Stalled as it has been since Adam Smith and other economists published books in the 1700s and early 1800s advocating "free trade," the internationalist bourgeoisie is not strong enough to implement true free trade via NAFTA, GATT and the EEC or any combination of regional treaties. Hence, there is some chance that Makhijani's ideas or something like them may form the basis of an attempt at radical capitalist reform by the imperialist bourgeoisie in order to save its system from crisis.

Makhijani admits that the banking solution offered in the book seems to involve centralism of the highest level - a world bank (p. 124). We do not believe Makhijani succeeded in denying this. Instead, we believe that any solution to the world's global problems caused by a global class structure require a global understanding and action. The days when societies will live in autarky (distinctly apart from each other economically) are gone in the long-run. Those seeking to overcome the injustice of superexploitation have no choice but a globally centralized solution. We at MIM do not believe that such a system can be created within the context of private property.

The future of internationalism

There will be a choice between bourgeois globalism and proletarian internationalism. A third current of protectionism and oppressor nation fascist movements will seek to restore the past order of domination, but they cannot succeed either, because of the demands of all peoples for equality, self-determination and respect which all peoples back with military force. This third current can lead nowhere but to the end of civilization. The bourgeois internationalist option is where the action is for the system to sustain itself, but it too will prove unstable and liable to break down into the third current. A portion of the bourgeois internationalist current will discover in the upcoming crisis of bourgeois internationalism that "free trade" as an ideal can be preserved but only through implementation under communism.

The enemy of the environment and peace is not centralization or decentralization. It is property relations which seep into both centralized and decentralized systems. Tito's Yugoslavia pursued "local control" of enterprises and encouraged parochialism economically without a view for the overall production of commodities and appropriation of labor. The result is there for everyone to see - the most virulent and petty of parochial nationalisms and war. In contrast, Mao's view was correct during the Cultural Revolution: there was no choice for the masses but to understand the whole ball of wax. They must become red politically and expert in both science and administration.

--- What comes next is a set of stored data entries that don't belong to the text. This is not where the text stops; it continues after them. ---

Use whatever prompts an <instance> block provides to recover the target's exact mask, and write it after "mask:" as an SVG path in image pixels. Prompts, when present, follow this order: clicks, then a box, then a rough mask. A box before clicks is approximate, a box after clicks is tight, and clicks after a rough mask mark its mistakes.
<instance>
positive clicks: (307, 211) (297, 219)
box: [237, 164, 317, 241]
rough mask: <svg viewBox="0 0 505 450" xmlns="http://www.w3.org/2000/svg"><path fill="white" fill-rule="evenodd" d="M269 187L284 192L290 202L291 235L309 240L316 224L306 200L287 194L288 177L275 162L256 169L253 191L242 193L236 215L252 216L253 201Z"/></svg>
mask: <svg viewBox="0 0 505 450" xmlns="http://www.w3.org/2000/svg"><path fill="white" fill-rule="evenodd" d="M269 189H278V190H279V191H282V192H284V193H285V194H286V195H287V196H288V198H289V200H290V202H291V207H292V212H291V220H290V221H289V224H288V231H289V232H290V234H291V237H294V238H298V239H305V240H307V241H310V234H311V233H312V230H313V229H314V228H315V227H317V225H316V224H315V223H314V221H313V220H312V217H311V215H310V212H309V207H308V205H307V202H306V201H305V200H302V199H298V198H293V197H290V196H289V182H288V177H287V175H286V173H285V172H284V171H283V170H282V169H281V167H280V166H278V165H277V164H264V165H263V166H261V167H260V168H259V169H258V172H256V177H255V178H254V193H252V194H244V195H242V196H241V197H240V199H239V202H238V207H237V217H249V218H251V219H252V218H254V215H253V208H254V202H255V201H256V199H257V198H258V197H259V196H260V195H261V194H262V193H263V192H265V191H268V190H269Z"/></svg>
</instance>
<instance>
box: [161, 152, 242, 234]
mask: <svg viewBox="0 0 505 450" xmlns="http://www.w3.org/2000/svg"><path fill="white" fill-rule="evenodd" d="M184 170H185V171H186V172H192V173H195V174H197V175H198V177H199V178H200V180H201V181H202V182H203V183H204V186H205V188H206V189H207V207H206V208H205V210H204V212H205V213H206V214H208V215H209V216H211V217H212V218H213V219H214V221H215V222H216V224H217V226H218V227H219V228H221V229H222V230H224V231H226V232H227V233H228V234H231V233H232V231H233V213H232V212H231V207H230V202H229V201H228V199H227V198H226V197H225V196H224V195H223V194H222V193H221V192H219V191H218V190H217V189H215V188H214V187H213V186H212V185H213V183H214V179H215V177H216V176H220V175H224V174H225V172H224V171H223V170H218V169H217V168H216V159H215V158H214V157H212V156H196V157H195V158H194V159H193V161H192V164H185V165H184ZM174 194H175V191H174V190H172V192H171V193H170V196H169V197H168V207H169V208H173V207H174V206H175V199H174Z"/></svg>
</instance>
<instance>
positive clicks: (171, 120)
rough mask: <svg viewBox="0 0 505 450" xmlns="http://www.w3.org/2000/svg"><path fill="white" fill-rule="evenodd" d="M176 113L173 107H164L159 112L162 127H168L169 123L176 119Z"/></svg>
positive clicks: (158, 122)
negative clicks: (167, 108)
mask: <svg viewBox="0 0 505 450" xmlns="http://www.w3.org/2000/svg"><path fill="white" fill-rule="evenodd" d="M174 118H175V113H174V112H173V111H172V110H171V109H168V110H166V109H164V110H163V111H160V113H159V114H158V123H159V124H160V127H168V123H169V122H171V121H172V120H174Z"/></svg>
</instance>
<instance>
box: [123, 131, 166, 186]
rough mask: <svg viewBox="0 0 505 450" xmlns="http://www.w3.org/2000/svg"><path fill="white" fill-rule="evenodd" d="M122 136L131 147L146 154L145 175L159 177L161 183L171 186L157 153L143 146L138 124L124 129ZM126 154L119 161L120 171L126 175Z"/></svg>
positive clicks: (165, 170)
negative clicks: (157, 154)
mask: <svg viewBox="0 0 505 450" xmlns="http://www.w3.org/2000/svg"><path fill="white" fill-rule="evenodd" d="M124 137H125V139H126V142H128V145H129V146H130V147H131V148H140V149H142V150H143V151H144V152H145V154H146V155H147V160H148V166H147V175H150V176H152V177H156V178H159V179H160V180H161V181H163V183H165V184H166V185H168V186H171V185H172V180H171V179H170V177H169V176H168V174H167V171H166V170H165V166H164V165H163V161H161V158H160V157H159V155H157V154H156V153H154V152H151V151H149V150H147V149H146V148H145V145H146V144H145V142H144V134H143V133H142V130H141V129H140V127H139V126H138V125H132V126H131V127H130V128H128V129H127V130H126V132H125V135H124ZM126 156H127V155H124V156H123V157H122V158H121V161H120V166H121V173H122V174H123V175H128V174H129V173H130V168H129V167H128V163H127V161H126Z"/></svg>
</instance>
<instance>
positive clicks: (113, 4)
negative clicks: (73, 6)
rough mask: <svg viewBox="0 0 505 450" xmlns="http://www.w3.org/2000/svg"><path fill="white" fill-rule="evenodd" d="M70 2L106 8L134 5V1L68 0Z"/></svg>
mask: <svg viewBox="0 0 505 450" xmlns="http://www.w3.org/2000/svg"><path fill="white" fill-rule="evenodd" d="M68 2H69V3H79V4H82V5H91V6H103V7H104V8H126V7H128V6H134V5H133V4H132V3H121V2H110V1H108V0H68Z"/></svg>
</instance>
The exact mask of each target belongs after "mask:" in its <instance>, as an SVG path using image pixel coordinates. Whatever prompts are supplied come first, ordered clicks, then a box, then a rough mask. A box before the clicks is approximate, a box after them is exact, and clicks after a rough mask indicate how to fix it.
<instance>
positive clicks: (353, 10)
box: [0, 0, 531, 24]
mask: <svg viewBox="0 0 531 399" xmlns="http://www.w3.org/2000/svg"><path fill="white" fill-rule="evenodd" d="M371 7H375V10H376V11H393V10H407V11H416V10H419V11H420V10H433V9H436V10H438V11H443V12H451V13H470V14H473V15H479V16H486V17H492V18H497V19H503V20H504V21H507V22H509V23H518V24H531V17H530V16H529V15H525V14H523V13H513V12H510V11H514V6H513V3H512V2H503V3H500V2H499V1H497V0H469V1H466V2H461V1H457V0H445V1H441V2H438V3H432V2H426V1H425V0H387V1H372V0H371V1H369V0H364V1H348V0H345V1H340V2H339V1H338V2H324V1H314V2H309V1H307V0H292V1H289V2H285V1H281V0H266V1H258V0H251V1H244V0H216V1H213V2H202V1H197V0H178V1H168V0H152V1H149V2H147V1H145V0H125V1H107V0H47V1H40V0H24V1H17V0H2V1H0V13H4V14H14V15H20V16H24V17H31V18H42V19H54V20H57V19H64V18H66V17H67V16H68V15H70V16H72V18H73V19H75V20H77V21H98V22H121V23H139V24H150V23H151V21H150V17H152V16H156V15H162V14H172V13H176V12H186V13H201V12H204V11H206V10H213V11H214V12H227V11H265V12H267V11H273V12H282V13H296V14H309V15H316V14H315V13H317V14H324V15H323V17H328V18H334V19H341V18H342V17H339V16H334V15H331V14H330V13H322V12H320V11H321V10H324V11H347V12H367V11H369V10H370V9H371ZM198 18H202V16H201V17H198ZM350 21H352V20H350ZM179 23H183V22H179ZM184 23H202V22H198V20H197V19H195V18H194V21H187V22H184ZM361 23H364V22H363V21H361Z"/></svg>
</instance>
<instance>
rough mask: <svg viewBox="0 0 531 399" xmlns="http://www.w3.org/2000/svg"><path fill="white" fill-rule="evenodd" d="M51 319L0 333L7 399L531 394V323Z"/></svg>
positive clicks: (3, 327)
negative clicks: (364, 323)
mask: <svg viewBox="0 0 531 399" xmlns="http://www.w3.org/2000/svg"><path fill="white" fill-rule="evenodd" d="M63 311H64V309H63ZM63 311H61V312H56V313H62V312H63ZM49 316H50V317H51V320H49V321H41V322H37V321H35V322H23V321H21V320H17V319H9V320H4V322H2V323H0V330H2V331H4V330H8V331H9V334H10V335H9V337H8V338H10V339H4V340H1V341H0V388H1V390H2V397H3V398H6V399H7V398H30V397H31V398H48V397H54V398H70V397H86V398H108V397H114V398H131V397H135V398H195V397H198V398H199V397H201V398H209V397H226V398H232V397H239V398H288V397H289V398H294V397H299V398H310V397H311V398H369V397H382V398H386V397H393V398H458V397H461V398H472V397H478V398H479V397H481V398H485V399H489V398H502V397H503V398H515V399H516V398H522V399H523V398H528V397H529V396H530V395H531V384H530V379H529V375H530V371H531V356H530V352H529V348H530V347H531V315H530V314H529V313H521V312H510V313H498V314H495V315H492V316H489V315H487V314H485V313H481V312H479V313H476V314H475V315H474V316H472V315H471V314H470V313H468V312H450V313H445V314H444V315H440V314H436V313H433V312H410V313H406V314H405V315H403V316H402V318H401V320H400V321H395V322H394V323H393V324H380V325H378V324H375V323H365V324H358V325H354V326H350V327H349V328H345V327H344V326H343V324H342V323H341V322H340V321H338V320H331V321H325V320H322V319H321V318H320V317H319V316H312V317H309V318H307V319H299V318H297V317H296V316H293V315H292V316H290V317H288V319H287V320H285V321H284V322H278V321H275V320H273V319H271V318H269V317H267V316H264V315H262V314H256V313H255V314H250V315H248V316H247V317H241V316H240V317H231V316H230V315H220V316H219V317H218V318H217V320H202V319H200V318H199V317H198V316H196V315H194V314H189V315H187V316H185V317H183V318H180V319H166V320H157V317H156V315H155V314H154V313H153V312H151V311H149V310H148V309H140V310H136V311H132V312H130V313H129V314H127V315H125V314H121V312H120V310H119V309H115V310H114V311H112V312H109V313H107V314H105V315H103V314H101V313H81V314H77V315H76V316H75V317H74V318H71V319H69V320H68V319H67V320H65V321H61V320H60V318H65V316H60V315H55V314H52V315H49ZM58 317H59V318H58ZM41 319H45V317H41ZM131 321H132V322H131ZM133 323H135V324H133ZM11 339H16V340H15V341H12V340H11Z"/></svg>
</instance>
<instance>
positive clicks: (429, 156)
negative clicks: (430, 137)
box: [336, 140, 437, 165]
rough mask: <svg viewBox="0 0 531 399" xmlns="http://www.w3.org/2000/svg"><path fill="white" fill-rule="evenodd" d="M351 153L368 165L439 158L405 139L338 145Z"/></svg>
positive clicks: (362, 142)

The petty-bourgeois view is doomed to the trashcan of history, because communications and transport advances will make the local view of community obsolete. Already Internet communities put internationalism increasingly into practice.

In the squeeze between communist revolution in the Southern Hemisphere and protectionism within the imperialist countries, Makhijani's ideas may come to sound very good to the internationalist bourgeoisie. The Mensheviks of the world should at least get on board with Arjun Makhijani and stop trying to whip up oppressor nation nationalism amongst the workers - and stop trying to claim Marxism.